Was the R32 that bent a rod Moacur's?

Moacur's was bent, but only slightly. He has now a fully built bottom end, Rods & Pistons...and is showing WONDERFUL restraint as he "breaks" it in







(we are very proud of Jeff's discipline







)
The 'other' R32 that I was referring too pretzeled the rod, and poked it through the block. Now mind you it didn't just "poke" through the block, it poked through the front, then on the rotation, poked through the back....and so violently that it dislodged the entire accessory bracket; punched the H2O pump OUT OF THE BLOCK, and took roughly 3 hours to clean up the dyno from oil and coolant. The customer is awesome, he was like..."time to build the bottom"

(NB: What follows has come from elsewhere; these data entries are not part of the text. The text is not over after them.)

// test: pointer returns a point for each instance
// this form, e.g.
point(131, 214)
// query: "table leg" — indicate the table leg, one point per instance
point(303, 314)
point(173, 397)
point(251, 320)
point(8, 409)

That car was making 550awhp at 4K with 11.3 AFR when it happened; stock rods, stock bottom end.....







Too much pressure, is TOO much pressure for stock parts
Now, that bottom end is fully built, and will be going *BACK* in the car and *BACK* on the dyno......


----------



## KubotaPowered (Jan 27, 2005)

*Re: FV-QR (C2Motorsports)*

Nice work guys, keep it up!!!! http://****************.com/smile/emthup.gif


----------



## DarkSideGTI (Aug 11, 2001)

*Re: FV-QR (KubotaPowered)*

damn, I thought the VR could hold 550wheel just fine. Looks like I will be keeping boost down until I build up the bottom end. I could understand Moacur's as he had a major boost spike, but for the other one to blow with a good a/f is scary.


----------



## Jefnes3 (Aug 17, 2001)

*Re: FV-QR (DarkSideGTI)*


_Quote, originally posted by *DarkSideGTI* »_damn, I thought the VR could hold 550wheel just fine. 

Its torque that bends/breaks rods.
500awhp @ 4k rpm is over 600lbft.
-Jeffrey Atwood


----------



## DarkSideGTI (Aug 11, 2001)

*Re: FV-QR (Jefnes3)*


_Quote, originally posted by *Jefnes3* »_
Its torque that bends/breaks rods.
500awhp @ 4k rpm is over 600lbft.
-Jeffrey Atwood

Ahh yeah that would explain it. I am gonna try to keep my car to around 500-550 lb/ft before I build the bottom end.


----------



## AutobahnTuningSolutions (Jan 14, 2008)

*Re: C2Motorsports MK4 R32 BIG Turbo ready for H2O (AutobahnTuningSolutions)*


_Quote, originally posted by *AutobahnTuningSolutions* »_Where are you guys sourcing those 3 to 4" transitions?


----------



## C2Motorsports (Nov 25, 2003)

*Re: C2Motorsports MK4 R32 BIG Turbo ready for H2O (AutobahnTuningSolutions)*


_Quote, originally posted by *AutobahnTuningSolutions* »_Where are you guys sourcing those 3 to 4" transitions?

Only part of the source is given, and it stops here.